One visitor from China who attended Hong Kong's huge march for meaningful voting rights said it brought back memories of the Tiananmen Square democracy movement that was crushed by troops in Beijing on June 4, 1989.
The man, who identified himself only as Yan, said he participated in the student protests in Beijing, where hundreds if not thousands were killed in the crackdown. Yan said he was pleased to see that Hong Kong still clings to the speech rights that are denied in the rest of China.
"This feels like I'm back at the June 4 movement again," Yan said Thursday night as Hong Kong's march was winding down. "You can only experience this kind of feeling in Hong Kong."
Tour operators said the number of mainland visitors slowed to a trickle over the past three days, as the 400 to 600 groups that normally enter each day fell to only about 50 a day. Some democracy activists voiced suspicions that China cut off the flow of visitors so mainlanders wouldn't get any ideas from having a firsthand look at the Hong Kong democracy protest.
But there were plenty of mainland residents in Hong Kong on Thursday, when local activists organized the massive march to demand universal suffrage in the former British colony.
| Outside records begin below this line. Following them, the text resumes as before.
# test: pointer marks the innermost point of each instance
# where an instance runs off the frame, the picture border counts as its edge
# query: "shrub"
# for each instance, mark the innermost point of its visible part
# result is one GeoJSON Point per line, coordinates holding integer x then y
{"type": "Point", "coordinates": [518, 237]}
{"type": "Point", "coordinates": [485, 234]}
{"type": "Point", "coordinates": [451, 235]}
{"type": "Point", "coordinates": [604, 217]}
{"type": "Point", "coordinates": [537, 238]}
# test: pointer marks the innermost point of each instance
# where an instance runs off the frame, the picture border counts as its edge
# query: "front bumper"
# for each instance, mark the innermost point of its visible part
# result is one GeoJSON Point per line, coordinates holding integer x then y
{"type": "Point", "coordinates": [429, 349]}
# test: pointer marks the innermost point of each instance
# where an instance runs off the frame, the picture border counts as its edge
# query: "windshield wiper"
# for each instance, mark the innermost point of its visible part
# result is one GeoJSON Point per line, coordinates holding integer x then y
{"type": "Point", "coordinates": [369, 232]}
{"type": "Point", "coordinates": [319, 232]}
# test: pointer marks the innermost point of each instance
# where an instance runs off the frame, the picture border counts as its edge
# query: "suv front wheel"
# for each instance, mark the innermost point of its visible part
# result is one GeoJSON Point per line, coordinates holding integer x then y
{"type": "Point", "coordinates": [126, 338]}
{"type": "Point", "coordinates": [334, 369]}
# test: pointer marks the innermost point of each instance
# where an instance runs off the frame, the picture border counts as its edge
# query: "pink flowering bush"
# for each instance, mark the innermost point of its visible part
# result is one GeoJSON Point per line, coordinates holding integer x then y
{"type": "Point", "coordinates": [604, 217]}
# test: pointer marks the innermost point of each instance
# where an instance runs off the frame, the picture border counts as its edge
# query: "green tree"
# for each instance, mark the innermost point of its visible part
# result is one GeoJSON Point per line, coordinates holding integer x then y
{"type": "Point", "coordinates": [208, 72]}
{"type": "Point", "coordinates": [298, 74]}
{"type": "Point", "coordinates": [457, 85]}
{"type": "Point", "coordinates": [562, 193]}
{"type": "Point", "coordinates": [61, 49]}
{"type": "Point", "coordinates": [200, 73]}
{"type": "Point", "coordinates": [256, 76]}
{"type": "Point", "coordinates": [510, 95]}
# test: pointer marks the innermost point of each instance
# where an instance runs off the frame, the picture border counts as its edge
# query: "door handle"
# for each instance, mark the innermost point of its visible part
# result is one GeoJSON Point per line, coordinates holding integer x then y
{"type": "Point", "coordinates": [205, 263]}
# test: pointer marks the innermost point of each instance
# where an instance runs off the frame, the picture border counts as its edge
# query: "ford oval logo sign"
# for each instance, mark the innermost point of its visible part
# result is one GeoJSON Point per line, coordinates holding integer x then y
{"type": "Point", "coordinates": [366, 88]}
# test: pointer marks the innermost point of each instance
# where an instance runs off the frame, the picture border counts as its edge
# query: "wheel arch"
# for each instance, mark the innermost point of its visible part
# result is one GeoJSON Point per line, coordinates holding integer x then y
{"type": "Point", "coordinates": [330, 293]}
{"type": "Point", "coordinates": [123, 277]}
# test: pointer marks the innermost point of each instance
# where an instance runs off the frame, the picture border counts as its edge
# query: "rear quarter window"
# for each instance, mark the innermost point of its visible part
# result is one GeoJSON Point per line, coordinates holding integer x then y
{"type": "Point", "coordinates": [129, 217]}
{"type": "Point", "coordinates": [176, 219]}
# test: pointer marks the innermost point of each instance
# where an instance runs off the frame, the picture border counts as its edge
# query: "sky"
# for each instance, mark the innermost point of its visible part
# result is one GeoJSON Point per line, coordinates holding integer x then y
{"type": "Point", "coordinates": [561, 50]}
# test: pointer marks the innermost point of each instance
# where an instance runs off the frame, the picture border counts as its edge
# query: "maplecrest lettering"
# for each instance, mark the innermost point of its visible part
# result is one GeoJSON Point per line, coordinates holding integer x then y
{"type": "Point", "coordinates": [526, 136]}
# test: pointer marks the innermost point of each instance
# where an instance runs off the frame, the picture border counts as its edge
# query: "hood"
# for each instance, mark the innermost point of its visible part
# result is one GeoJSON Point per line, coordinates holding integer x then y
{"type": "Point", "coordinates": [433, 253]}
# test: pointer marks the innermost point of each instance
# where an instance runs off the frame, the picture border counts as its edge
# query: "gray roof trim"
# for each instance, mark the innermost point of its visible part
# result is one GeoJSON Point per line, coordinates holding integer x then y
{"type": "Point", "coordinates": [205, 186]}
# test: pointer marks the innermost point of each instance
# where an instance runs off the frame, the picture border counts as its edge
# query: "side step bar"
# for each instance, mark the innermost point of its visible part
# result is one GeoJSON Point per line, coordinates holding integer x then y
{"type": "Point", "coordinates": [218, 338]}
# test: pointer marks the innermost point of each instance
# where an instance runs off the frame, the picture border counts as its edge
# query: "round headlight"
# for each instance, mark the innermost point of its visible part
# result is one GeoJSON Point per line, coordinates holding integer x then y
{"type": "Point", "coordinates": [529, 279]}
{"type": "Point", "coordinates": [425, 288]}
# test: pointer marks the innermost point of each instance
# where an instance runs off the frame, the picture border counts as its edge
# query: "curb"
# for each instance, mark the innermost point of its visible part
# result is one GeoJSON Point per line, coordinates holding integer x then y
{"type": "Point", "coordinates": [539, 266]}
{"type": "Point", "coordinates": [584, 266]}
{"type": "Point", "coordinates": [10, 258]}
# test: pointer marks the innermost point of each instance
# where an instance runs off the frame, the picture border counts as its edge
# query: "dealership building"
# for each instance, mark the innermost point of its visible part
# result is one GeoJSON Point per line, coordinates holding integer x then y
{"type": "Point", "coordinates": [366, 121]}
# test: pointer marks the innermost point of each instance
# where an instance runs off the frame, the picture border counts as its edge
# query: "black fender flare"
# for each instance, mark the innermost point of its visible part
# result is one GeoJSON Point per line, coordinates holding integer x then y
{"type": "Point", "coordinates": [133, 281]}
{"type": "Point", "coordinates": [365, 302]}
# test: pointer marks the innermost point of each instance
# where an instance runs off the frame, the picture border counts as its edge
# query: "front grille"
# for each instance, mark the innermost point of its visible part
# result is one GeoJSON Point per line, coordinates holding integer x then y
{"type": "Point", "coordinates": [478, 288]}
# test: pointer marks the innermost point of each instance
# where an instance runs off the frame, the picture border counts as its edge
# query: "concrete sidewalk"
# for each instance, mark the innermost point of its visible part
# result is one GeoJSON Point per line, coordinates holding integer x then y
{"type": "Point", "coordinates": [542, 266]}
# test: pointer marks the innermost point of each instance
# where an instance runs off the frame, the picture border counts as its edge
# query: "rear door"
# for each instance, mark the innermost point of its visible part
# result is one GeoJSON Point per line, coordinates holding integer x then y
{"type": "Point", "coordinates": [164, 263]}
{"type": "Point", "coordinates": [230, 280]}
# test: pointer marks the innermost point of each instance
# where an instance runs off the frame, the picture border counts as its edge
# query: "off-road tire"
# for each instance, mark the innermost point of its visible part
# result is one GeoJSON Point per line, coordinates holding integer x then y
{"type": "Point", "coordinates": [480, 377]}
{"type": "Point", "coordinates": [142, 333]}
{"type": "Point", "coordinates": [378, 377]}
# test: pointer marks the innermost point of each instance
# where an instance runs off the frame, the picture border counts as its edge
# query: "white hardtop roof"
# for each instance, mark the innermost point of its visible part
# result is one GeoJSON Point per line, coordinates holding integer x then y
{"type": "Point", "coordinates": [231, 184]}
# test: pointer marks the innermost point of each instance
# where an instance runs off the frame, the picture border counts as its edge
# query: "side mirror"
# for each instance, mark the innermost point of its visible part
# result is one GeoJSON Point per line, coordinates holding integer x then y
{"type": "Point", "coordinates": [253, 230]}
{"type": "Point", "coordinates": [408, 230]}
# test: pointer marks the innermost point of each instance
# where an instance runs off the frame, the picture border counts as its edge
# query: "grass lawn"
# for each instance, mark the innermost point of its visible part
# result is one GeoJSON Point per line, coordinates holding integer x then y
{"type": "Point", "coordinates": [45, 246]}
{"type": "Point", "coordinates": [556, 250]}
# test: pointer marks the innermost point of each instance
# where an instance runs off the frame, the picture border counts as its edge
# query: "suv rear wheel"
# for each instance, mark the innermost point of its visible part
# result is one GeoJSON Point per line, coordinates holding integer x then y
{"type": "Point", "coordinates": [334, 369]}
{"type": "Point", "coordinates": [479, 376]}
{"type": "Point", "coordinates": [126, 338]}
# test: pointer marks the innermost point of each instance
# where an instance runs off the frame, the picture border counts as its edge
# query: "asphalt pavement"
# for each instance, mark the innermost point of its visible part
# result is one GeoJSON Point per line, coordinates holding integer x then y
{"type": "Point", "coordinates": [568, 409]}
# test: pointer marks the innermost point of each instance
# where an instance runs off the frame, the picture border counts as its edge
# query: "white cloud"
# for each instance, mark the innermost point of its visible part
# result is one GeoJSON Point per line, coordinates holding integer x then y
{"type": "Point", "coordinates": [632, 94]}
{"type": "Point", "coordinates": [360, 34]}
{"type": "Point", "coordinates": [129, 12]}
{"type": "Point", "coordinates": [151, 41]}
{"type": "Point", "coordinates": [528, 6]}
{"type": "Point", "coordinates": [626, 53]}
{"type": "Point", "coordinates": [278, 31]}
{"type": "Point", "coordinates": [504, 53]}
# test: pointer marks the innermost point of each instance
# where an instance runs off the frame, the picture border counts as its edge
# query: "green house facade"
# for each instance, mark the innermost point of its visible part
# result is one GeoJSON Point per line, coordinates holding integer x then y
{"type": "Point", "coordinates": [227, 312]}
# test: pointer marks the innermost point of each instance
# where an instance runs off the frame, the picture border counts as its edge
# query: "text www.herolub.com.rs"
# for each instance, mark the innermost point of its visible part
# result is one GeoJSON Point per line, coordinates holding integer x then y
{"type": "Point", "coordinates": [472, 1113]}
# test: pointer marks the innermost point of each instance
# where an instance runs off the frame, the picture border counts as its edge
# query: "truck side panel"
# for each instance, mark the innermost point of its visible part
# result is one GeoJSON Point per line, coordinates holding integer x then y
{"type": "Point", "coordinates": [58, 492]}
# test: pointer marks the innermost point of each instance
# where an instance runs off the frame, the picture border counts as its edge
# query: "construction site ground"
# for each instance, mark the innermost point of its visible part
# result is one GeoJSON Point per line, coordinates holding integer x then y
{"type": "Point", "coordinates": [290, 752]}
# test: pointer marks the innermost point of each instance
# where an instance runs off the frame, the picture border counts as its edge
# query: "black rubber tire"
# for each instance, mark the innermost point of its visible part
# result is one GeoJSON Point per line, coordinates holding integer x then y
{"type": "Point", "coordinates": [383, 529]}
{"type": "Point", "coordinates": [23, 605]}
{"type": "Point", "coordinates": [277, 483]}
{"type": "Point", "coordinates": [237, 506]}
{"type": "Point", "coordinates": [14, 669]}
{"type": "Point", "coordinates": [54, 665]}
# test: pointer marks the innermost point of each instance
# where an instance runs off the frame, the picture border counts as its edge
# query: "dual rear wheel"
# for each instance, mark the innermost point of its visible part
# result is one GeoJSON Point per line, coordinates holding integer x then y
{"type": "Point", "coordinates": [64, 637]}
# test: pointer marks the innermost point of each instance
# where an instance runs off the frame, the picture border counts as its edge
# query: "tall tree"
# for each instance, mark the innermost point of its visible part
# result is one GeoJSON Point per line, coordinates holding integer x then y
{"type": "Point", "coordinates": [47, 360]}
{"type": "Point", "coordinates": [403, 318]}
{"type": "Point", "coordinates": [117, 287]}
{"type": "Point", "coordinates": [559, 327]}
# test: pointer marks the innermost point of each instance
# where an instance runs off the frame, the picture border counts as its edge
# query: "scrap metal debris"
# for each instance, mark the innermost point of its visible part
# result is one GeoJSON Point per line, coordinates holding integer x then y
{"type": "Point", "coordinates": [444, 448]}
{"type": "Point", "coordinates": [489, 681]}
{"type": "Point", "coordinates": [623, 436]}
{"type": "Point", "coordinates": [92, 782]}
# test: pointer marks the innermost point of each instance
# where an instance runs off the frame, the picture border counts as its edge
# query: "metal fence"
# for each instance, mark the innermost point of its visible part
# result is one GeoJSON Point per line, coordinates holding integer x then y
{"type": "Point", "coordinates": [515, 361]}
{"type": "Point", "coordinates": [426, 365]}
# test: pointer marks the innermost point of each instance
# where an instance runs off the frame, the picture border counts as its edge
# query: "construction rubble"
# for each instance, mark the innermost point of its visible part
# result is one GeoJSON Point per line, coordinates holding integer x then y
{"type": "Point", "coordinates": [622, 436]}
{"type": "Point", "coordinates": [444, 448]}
Organizers put the turnout at 530,000, while police said there had been 200,000.
The Chinese visitors voiced differing views about the rally -- which would not be permitted in the mainland.
Xiao Yang, 40, a doctor from Hubei Province, knew about the protest but said he had no plans to join it.
"It is the demonstration of Hong Kong's freedom and an open government," Xiao said. "I think the protest is a proper channel for people to voice their opinions."
But outside an official flag-raising ceremony Thursday morning that marked the seventh anniversary of Hong Kong's return from Britain to China, another mainlander had harsh words for the activists.
A small group of demonstrators -- carrying a mock black coffin -- tried to push their way toward the official gathering but were held back by police.
"They are so stupid," said accountant Bob Zhuang, 30, who was waving a Chinese red flag on his way out of the official ceremony. "Should such a protest really be allowed in this territory?"
After speaking briefly with a reporter, Zhuang stepped into a chauffeur-driven Jaguar and was quickly whisked away -- showing his status as one of the mainlanders who have achieved financial success amid China's economic boom without rocking any political boats.